I got up from the table and took off my jacket. “I used my shirtsleeves to tie up a wound on her leg,” I said, my voice shaking a little. “A fisher cat bit her. And the bite festered. And she’s sick with fever. And a boy from the other side of the mountain helped me clean the wound and pour honey in it and make willow bark tea for her fever. And his mother came and was angry with him for being there, just like you’re angry with me now, though I don’t know why, because Miss Cate isn’t a bad person at all and she taught Larkin how to read, which is something you would have done, too, Mother. Or you, Esther.” I turned to her. “And I will go back up there to help her again. And I will bring her back down here when she’s well enough. And I will keep trying to wake Daddy up, because he has to get well. He has to,” I said to my mother, to Esther. “Or you won’t either.”
I did not say, And neither will I. But I thought it. For the first time, I thought it.
No one said anything for a long moment.
“Who’s Larkin?” Samuel said.
And just like that I could breathe again.

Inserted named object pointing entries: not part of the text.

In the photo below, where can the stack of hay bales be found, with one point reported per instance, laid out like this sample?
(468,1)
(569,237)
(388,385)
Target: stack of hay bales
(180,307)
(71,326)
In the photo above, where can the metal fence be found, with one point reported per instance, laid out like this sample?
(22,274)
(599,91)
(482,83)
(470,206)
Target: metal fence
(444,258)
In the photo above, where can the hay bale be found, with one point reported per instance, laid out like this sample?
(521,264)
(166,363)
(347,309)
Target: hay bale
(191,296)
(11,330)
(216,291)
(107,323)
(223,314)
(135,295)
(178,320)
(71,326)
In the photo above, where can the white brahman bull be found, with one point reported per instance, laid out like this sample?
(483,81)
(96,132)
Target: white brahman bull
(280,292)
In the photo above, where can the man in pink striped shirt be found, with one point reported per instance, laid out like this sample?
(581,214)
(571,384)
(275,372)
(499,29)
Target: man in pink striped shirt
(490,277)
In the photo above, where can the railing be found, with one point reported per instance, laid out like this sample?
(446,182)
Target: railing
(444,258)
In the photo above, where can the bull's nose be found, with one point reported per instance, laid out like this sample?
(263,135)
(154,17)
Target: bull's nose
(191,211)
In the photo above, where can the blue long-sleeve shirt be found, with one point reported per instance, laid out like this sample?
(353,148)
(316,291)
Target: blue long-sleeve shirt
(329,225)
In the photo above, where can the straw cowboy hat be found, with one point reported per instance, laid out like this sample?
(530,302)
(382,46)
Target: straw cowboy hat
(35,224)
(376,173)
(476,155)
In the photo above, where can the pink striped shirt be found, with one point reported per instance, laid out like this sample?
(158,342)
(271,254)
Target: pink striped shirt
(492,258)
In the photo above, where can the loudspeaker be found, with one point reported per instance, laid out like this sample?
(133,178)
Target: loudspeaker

Just like that, the tears that had been ready to fall decided to wait.
I turned to him. “The boy who helped me help Miss Cate.”
My mother ran her hands over her face.
She came and stood in front of me, bent down a little to look into my eyes, and took me by the shoulders. “You will not go near those people again, Ellie. I need you here. I don’t need you hurt, too. I don’t need Samuel following you into mischief. And I most certainly don’t need a hag coming into my home to cast spells on your father.”
“I told you,” Esther said, returning to her breakfast. “That’s what a hag is, Samuel. A witch.”